I've been thinking and really it's a miracle I haven't had an STD yet.
sober me hid the cigs from drunk me. sober me is a tricky bitch.
he peed everywhere. it's like having a puppy.
I found out why we traded puke covered dresses in the bathroom.
good it was pretty cute, also what would bong water do to a puppy?
My boyfriend correctly calculated the time I would be out of alcohol and showed up about four minutes after I'd run out with two bottles of wine. I think this is love.
oh god my hair smells like rotten vegetables, sweat, and tequila. I wanna party with your neighbors every night.
I think we got naked. I can't remember but if you have "friends" written on your ass, then we did. Because I have "best" on mine.
So I feel like I should have had a going away party for your dick. Complete with balloons and cake. Yeahh that's right. I'm gonna miss it.

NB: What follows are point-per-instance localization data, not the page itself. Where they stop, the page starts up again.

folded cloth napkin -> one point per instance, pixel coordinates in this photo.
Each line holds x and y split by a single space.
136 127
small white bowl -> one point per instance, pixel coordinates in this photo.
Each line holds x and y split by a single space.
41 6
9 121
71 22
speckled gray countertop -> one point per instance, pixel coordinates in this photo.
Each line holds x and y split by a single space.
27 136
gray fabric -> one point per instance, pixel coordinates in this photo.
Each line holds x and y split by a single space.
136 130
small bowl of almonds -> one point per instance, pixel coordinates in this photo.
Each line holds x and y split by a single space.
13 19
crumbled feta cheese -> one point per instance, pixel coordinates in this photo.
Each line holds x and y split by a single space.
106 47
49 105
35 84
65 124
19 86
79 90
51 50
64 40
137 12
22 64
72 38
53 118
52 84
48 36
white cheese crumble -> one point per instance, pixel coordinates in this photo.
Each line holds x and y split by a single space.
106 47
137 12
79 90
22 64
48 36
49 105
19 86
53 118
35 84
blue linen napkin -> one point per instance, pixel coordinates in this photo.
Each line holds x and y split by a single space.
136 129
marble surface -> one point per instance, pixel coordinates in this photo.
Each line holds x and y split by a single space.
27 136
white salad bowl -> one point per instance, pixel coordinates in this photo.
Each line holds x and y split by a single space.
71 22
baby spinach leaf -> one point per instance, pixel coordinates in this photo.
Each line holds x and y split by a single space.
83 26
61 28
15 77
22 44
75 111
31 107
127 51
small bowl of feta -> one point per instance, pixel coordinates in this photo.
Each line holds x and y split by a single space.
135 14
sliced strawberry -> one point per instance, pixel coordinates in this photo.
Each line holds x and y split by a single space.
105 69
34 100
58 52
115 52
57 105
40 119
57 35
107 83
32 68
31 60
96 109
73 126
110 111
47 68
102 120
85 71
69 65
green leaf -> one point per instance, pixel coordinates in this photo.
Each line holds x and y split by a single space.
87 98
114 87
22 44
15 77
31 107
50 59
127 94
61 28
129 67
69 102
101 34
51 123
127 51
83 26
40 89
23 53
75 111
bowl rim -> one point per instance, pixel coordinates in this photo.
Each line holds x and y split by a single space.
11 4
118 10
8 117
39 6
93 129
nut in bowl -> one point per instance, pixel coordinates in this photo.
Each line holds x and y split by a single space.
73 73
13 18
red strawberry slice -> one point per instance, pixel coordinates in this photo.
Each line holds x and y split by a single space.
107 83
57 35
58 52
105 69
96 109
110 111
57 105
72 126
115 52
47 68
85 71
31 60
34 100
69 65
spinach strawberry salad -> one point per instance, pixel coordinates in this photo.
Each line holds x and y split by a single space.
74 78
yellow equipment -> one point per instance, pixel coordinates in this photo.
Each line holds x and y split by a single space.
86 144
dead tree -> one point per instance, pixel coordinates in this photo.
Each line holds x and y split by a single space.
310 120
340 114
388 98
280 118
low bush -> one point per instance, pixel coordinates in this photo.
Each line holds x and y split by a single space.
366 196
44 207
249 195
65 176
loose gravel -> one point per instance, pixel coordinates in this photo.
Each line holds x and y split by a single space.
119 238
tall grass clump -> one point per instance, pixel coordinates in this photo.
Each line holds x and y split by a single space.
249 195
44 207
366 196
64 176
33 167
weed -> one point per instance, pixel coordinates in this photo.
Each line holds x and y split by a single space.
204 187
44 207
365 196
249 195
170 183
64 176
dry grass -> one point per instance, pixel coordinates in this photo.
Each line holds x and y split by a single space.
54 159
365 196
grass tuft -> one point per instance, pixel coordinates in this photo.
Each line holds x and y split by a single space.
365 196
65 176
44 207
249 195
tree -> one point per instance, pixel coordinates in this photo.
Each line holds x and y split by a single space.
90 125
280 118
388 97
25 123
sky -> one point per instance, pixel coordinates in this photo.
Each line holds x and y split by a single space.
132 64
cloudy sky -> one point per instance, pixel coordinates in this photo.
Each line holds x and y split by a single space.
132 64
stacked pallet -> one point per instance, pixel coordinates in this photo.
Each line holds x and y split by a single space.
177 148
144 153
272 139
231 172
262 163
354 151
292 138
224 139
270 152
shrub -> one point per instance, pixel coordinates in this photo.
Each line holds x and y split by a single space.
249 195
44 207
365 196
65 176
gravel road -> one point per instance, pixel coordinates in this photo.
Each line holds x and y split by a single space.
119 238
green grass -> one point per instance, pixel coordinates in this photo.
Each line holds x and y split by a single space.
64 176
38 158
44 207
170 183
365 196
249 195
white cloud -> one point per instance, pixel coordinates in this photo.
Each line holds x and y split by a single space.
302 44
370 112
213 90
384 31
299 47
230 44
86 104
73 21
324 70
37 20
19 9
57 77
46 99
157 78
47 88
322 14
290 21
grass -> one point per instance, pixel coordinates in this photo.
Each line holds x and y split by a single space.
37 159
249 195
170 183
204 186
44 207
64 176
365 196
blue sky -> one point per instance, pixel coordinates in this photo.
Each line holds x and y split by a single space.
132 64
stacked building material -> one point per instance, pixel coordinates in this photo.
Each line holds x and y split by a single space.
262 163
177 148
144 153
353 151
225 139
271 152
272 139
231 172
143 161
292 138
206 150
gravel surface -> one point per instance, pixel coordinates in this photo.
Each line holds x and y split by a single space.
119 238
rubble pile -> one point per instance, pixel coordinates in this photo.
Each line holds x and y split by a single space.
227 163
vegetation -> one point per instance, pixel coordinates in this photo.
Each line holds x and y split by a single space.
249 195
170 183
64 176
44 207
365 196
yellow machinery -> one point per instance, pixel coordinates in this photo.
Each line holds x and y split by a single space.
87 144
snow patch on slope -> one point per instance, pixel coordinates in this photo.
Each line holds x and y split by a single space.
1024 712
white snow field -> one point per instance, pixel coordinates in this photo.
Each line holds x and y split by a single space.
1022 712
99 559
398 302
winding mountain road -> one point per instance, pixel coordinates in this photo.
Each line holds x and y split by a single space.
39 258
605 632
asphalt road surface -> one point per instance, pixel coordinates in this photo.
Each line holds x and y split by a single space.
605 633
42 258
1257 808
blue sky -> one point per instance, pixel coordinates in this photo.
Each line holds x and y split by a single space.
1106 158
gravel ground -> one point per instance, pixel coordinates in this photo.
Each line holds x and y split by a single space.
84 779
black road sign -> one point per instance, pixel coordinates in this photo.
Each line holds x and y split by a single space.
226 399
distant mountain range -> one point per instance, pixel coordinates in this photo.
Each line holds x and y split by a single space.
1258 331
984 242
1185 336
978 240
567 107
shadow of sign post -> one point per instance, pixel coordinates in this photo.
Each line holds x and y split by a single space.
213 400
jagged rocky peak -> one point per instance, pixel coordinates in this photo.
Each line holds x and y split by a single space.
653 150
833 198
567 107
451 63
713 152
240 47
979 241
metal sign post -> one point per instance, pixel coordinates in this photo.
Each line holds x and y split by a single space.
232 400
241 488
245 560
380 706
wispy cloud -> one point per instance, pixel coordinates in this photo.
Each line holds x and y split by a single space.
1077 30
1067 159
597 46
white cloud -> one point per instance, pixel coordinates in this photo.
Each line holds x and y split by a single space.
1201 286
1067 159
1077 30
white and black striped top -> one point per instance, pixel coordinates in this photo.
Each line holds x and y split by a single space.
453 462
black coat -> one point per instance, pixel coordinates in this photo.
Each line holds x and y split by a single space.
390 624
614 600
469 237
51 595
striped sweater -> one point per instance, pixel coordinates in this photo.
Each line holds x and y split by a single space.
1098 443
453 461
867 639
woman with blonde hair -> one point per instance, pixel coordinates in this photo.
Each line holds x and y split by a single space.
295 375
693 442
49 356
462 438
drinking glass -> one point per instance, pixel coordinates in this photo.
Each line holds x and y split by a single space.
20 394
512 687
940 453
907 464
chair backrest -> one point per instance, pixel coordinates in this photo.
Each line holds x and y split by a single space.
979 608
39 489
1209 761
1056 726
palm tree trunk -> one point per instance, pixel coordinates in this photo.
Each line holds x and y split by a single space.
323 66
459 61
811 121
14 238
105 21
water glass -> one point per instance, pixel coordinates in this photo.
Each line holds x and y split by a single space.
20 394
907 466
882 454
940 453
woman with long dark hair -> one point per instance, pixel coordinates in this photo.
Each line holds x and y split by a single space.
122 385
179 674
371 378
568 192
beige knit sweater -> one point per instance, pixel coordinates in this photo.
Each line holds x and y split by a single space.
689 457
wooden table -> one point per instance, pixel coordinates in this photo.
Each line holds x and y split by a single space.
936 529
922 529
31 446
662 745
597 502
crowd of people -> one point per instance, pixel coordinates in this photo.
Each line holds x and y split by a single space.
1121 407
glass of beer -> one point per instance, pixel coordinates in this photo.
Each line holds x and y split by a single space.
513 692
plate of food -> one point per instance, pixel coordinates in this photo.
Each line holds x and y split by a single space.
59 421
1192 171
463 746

I specialize in how to hang out and party with randoms after you've hooked up with them. Not in feelings.
I was driving around a golf cart with a keg in the back before I got caught by the cops. First slow speed chase ever
That's what you get for doing kinky shit with a guy that lives in his moms basement.
I think I just scared the sex out of my booty call. He saw me at the grocery store using one of those "future mother" parking spots right next to the handicap ones. He just made eye contact and drove off. I regret my laziness.
If sex isn’t mentioned at least three times at the dinner table, I’m not interested...
He lasted less than 30 sec. in bed and then sent me a friend request on LinkedIn. Wtf.